Sujet principal : Demande d'indemnisation pour rupture d'une promesse d'embauche dans la fonction publique territoriale.
Juridiction : Tribunal Administratif de Melun (ordonnance du président de la formation de jugement).
Solution retenue : Rejet de la requête.
Textes appliqués : Application de l'article R. 222-1, 7°, du code de justice administrative, permettant le rejet par ordonnance des requêtes ne comportant que des moyens inopérants. Le tribunal a jugé que les dispositions du code du travail invoquées par la requérante n'étaient pas applicables au recrutement des agents contractuels de droit public.
Texte intégral
Vu la procédure suivante :
Par une requête enregistrée le 12 mai 2025, Mme A... B... demande au tribunal la condamnation de la commune d’Ivry-sur-Seine à lui payer la somme globale de 14 360 euros en réparation des préjudices subis résultant de la promesse non tenue par cette collectivité de l’embaucher pour occuper le poste de responsable de santé publique.

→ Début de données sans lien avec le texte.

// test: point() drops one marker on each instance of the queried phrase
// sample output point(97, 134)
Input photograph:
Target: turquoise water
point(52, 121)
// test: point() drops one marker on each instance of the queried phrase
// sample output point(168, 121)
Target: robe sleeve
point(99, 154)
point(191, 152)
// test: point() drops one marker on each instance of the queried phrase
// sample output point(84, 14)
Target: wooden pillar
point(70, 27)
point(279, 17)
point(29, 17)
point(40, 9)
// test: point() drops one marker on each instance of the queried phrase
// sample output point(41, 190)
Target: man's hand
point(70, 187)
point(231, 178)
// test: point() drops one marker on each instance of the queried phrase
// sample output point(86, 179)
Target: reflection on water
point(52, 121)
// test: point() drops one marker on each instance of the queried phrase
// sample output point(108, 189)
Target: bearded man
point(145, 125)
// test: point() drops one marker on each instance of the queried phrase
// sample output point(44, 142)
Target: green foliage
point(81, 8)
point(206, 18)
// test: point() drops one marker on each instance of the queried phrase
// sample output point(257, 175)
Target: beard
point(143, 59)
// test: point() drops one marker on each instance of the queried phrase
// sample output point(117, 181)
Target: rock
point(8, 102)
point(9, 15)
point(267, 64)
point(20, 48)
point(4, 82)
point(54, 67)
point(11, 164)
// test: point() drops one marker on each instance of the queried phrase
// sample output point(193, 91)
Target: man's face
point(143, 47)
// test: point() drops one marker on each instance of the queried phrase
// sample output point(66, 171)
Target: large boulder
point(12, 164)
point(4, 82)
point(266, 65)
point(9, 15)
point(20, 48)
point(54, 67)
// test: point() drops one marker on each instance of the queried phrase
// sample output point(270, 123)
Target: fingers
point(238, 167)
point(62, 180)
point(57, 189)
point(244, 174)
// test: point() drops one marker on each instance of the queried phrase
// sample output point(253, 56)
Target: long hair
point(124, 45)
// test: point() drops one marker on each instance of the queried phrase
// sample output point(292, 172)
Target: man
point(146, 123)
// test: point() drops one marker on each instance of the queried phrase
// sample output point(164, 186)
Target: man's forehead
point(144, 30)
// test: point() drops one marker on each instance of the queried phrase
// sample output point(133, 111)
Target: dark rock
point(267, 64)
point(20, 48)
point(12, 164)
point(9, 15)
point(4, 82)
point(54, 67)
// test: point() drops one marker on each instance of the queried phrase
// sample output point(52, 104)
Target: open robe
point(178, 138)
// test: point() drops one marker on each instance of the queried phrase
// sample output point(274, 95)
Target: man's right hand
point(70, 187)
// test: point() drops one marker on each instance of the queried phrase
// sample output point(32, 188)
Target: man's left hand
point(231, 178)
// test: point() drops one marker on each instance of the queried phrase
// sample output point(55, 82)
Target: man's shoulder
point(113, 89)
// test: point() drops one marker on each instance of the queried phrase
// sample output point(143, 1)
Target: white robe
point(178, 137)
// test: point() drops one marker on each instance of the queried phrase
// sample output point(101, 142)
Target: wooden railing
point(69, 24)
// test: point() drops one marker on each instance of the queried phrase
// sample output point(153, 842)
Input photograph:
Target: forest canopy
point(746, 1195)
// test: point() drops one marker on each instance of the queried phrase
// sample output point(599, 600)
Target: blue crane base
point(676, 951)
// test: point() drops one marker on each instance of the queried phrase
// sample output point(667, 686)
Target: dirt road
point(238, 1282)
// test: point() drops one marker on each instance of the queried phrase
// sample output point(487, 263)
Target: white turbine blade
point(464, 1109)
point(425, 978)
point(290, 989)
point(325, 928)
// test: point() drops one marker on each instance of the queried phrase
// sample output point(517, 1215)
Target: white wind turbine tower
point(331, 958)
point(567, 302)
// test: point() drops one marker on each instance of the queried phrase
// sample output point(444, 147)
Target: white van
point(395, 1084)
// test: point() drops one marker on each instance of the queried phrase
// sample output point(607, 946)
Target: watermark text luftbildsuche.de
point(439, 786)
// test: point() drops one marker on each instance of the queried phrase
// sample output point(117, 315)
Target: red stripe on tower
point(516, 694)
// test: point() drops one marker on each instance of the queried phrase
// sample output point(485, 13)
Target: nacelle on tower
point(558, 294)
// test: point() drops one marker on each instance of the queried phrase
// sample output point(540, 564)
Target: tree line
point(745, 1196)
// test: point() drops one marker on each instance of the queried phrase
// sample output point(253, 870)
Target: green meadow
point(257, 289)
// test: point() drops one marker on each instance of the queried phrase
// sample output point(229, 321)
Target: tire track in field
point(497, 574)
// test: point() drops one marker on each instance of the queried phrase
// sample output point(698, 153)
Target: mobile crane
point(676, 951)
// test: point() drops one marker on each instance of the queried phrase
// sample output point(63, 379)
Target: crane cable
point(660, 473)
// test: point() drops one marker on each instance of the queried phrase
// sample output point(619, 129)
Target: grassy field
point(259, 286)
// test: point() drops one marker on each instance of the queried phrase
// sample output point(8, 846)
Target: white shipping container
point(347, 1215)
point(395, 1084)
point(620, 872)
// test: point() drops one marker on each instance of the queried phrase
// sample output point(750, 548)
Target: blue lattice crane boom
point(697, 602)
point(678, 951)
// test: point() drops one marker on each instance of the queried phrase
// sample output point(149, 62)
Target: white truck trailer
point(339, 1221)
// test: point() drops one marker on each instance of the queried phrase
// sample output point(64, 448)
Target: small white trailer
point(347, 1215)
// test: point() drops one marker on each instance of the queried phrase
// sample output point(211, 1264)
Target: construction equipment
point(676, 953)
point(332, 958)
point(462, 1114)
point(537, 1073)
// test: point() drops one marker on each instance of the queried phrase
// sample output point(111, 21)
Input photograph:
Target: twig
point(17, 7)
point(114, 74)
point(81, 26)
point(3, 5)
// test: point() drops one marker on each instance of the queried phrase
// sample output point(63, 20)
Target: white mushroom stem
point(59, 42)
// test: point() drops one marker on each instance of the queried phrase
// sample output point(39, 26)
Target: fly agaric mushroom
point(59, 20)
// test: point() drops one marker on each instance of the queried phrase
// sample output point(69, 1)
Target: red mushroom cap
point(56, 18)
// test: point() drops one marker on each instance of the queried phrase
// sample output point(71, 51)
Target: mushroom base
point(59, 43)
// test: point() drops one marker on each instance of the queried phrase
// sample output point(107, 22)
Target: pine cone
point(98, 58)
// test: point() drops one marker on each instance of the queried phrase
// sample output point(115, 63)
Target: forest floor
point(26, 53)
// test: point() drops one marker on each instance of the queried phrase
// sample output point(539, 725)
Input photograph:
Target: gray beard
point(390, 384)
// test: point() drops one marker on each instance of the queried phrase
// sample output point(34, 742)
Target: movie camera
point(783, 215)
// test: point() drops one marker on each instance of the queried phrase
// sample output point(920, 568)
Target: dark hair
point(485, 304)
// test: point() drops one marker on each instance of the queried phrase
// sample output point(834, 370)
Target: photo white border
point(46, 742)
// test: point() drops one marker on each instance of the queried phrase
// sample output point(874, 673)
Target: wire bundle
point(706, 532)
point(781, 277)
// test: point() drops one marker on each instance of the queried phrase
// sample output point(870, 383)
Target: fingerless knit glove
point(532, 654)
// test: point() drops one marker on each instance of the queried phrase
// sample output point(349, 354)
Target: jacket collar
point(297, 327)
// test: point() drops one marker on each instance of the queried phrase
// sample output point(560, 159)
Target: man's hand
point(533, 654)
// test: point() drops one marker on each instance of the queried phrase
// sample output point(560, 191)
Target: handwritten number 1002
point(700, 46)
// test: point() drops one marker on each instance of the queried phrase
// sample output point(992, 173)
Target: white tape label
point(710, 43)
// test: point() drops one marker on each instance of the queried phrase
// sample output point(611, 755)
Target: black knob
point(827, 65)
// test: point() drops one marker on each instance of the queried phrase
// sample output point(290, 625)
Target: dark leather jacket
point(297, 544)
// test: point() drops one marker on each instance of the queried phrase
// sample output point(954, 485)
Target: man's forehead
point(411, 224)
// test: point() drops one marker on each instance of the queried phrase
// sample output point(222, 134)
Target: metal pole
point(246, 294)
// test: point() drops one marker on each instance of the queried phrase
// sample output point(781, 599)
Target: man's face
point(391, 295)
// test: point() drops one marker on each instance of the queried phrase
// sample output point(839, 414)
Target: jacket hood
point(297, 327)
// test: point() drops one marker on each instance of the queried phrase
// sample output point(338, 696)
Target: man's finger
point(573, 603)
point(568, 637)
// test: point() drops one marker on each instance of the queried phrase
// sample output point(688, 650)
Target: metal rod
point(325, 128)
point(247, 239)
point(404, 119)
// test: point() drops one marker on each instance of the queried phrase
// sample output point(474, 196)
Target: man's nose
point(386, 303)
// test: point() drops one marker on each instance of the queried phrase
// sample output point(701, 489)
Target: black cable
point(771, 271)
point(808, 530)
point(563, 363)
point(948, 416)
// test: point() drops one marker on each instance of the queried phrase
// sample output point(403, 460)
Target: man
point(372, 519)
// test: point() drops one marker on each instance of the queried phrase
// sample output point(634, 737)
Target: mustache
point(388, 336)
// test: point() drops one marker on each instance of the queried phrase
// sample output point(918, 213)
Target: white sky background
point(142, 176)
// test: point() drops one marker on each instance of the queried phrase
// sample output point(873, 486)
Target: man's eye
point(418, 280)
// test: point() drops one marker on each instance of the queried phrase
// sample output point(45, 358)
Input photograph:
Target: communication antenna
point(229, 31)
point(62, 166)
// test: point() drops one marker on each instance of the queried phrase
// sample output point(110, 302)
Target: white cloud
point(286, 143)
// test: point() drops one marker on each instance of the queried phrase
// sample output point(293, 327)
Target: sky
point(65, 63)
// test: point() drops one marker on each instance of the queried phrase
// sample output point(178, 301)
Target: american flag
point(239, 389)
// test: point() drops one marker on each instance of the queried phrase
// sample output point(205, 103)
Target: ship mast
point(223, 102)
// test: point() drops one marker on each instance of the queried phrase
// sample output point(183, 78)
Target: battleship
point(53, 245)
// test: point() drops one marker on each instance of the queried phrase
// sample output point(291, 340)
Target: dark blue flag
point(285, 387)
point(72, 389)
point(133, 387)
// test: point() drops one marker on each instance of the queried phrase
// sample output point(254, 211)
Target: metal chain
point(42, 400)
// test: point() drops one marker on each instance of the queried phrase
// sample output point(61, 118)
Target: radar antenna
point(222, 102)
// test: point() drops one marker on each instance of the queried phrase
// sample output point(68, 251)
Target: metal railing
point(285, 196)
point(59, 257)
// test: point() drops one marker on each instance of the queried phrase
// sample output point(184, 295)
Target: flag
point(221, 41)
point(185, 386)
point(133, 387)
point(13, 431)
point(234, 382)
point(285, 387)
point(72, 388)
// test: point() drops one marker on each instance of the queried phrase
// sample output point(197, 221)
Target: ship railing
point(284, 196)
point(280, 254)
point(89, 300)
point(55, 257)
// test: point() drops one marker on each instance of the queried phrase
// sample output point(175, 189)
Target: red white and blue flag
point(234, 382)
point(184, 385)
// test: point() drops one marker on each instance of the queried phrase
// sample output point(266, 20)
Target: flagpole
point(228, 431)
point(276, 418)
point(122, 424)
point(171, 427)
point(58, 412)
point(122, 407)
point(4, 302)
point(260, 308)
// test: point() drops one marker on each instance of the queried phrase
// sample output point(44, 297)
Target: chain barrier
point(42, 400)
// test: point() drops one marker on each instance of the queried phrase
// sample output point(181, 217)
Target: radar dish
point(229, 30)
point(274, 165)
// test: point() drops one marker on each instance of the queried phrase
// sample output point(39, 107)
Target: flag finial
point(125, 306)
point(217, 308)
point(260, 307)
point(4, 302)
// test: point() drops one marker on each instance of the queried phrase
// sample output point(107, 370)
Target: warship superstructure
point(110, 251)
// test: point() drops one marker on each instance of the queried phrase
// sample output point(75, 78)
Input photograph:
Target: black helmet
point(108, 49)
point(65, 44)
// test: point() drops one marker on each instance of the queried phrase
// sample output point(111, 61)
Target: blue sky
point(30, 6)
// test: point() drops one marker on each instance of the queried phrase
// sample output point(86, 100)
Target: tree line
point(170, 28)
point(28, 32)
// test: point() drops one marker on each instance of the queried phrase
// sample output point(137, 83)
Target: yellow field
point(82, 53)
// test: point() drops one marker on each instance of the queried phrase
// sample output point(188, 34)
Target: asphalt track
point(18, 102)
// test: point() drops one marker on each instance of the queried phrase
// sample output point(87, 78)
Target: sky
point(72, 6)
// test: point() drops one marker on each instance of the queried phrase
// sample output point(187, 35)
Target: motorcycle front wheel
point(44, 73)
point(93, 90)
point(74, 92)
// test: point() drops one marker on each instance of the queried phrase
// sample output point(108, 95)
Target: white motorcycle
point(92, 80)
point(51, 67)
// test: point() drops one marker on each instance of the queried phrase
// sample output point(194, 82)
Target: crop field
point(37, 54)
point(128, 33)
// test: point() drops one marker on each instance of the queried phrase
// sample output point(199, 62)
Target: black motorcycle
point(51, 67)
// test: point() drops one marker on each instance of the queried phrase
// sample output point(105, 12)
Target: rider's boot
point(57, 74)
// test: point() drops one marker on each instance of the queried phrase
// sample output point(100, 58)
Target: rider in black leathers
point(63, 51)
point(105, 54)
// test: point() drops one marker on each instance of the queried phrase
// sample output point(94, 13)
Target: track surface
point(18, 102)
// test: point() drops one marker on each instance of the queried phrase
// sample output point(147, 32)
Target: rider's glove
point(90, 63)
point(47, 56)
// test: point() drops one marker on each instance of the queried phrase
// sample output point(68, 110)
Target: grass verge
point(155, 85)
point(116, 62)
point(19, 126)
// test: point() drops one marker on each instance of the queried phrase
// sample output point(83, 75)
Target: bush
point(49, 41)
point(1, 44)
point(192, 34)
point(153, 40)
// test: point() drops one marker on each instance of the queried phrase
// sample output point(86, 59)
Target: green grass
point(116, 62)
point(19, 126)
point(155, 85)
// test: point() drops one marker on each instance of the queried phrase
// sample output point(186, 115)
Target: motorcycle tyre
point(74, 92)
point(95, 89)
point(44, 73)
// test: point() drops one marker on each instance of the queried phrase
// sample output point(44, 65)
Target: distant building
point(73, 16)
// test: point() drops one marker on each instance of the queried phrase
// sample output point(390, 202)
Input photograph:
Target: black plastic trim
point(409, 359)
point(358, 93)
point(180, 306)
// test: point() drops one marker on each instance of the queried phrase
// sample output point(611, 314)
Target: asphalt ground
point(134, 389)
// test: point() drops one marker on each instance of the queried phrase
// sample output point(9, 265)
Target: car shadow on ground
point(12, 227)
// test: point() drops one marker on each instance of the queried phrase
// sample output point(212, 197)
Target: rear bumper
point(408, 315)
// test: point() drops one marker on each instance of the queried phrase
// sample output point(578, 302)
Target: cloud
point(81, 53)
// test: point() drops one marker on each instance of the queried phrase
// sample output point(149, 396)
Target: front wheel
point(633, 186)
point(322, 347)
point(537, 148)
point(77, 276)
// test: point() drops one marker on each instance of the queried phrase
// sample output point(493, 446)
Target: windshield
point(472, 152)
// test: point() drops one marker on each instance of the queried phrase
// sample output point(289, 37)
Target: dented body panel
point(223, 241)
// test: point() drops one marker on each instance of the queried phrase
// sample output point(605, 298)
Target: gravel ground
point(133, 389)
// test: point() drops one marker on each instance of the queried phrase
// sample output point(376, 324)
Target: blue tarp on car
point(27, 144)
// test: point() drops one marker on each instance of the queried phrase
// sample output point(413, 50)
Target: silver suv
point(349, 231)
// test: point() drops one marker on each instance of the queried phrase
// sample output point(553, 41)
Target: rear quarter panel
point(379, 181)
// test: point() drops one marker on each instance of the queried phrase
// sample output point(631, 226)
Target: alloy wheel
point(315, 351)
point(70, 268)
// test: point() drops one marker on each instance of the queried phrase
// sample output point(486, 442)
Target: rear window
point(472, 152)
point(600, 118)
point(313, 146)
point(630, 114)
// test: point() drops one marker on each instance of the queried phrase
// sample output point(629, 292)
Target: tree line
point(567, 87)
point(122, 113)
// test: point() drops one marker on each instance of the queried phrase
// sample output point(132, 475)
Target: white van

Vu les autres pièces du dossier.
Vu :
- le code du travail ;
- le code de justice administrative.
Considérant ce qui suit :
1. Aux termes de l’article R. 222-1 du code de justice administrative : « (…) les présidents de formation de jugement des tribunaux (…) peuvent, par ordonnance : (…) 7° Rejeter, après l'expiration du délai de recours ou, lorsqu'un mémoire complémentaire a été annoncé, après la production de ce mémoire, les requêtes ne comportant que des moyens de légalité externe manifestement infondés, des moyens irrecevables, des moyens inopérants ou des moyens qui ne sont assortis que de faits manifestement insusceptibles de venir à leur soutien ou ne sont manifestement pas assortis des précisions permettant d'en apprécier le bien-fondé. (…) ».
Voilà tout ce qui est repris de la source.